On the one hand, pursuant to the release of the synthesis report of 4th Assessment of the Intergovernmental Panel on Climate Change (IPCC), the BBC outlines the scientific consensus on the need to respect the precautionary principle where natural resources and habitats are likely to be affected by climate change. This includes the polar regions where ice-shelf melting is occuring faster than previously expected. The melting of the ice-shelf is associated with global sea-level rise as well as the risk of radical changes in ocean currents with likely paramount knock-on effects for marine living resources. In Valencia where the IPCC report was released last week, the UN Secretary-General Ban Ki-moon described his impression and concern after he witnessed polar melting in Antarctica.

Yet on the same page, there is another story about the departure of the Japanese Antarctic whaling fleet that left Yokahama this week-end to carry out its annual "scientific hunt". In a dramatic escalation of its "scientific" hunt, the Japanese Government announced its intention to catch, for the first time in 40 years, fifty humpback whales because, according to the spokesman of the Japanese Fisheries Agency, "humpback whales in our research area are rapidly recovering."

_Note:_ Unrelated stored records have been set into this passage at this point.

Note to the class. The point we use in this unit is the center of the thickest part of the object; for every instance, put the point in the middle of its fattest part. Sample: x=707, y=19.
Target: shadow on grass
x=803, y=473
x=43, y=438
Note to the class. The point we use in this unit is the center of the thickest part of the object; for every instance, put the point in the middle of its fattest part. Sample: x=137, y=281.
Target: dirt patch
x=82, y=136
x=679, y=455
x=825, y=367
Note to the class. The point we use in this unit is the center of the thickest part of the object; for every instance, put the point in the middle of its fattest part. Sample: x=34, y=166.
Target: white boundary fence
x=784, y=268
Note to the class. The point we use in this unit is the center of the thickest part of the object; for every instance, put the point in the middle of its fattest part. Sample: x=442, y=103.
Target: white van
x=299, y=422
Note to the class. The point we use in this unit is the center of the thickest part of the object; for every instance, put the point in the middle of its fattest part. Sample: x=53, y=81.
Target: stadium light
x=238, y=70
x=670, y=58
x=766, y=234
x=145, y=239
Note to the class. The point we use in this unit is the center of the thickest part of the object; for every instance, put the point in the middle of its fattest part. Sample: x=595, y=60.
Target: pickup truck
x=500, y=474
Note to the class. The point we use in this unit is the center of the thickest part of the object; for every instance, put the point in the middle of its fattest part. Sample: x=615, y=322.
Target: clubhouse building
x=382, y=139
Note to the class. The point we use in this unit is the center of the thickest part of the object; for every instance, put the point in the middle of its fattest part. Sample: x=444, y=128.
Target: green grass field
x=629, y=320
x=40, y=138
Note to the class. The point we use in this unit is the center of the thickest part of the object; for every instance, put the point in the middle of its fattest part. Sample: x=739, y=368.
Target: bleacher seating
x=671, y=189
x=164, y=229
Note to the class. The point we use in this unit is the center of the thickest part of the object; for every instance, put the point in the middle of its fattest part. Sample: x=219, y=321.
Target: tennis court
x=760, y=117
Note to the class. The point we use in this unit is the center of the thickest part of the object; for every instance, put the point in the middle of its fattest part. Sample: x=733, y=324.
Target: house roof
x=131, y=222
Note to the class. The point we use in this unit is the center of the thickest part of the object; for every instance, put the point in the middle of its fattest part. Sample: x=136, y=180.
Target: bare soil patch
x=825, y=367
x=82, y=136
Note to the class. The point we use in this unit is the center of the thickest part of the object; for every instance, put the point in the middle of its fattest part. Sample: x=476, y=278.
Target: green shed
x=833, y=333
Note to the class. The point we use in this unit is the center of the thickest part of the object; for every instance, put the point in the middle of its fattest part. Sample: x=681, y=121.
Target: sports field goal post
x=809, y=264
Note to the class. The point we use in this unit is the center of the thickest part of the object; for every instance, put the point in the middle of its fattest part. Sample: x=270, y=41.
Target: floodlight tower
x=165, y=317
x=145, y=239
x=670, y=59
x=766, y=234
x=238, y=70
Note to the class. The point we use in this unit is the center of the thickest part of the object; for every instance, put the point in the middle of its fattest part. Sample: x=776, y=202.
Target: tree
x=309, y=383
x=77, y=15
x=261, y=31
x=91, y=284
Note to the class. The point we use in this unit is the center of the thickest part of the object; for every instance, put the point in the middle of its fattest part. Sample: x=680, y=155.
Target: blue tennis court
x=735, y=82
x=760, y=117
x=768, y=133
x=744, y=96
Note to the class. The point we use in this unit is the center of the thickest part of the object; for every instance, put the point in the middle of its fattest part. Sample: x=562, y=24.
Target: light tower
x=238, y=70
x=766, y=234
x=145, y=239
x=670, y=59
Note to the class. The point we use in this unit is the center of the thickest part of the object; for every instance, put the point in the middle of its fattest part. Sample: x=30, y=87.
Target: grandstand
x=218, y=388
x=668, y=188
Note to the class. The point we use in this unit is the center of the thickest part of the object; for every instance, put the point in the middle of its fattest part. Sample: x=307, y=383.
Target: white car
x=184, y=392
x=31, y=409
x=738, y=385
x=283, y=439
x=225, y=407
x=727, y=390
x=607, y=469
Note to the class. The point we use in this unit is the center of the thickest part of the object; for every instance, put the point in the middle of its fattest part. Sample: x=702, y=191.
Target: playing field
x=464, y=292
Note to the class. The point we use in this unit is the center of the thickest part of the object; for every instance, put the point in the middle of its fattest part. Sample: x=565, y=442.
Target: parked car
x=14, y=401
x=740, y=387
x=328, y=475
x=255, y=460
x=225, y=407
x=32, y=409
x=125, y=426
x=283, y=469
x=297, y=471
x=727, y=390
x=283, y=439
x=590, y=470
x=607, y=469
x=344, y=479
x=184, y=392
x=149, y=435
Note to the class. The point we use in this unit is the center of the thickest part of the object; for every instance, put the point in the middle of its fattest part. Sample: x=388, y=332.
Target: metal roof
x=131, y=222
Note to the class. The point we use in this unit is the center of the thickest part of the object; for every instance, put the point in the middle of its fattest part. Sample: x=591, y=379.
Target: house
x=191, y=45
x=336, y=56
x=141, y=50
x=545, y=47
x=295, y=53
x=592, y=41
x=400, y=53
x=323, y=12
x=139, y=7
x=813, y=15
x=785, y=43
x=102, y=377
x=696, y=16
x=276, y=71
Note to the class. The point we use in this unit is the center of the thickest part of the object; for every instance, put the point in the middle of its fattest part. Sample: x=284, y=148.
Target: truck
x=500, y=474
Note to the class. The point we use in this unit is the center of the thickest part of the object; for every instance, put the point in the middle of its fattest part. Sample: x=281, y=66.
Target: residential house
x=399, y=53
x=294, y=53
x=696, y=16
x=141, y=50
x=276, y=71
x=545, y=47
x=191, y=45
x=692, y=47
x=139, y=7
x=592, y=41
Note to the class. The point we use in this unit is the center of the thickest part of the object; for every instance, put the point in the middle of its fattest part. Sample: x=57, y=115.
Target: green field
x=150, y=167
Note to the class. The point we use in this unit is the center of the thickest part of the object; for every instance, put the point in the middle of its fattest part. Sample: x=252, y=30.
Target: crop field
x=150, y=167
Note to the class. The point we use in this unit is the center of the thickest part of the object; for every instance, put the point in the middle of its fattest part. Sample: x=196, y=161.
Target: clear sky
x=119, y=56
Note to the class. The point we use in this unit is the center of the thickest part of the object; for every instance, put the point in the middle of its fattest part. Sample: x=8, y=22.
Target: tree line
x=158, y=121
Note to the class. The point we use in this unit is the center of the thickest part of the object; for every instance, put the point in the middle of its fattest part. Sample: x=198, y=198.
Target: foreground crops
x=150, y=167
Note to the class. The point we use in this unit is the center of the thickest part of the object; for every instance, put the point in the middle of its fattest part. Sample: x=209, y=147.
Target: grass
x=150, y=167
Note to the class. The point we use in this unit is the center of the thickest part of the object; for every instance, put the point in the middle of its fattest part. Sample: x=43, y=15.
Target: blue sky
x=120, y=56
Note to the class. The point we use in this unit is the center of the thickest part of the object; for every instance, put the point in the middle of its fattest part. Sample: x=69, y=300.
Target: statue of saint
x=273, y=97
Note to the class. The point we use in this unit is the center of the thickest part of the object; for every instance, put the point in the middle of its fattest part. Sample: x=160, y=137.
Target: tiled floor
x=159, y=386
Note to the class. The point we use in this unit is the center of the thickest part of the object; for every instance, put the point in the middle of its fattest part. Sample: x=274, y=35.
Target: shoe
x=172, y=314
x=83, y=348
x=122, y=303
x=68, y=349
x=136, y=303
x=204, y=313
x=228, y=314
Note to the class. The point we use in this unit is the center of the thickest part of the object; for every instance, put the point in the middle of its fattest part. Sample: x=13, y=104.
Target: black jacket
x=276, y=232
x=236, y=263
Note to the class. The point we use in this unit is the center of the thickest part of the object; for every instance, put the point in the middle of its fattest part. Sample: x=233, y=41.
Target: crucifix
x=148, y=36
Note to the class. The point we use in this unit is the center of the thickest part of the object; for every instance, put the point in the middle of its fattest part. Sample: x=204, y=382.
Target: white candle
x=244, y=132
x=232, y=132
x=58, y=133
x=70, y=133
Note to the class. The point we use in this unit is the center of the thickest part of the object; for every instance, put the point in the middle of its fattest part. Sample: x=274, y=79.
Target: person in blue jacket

Not only is there no scientific consensus as to whether humpback whales have recovered to levels that would allow catch quotas, as shown in the paper published last week in Nature precedings. But when one takes account of the uncertaintiers arising from climate change, it's hard to make predictions on the future of the Southern humpback whales' feeding grounds.

The Japanese Government is talking of maintaining the "harvest of whales" to sustainable levels. How many whales deserve to stay in the ocean is a very loaded question, of course. Even if there are more humpbacks now than when they were brought to the brink of extinction by commercial whaling in the 1960s, it's obvious that current populations are minuscule compared to their original size. It's also clear, of course, that the availability of food for whales isn't the same (because of overfishing, not because of the whales' apetite of course).

[The Japanese Government could also start with helping international efforts to maintain bluefin tuna and other commercial fish harvests to sustainable levels]

For it to be "scientific", the Japanese whaling expedition should take account of climate change. And clearly, it hasn't.

We're going to debate these and other issues in Tokyo on 30-31 January, 2008 at the Symposium "A Change in Climate for Whales" we're organizing on behalf of Pew. The title of the symposium refers to the political climate around the whaling issue, of course. But I'm afraid that with its plan to kill fifty humpback whales, the Japanese Government isn't going to help change, nor save, the climate.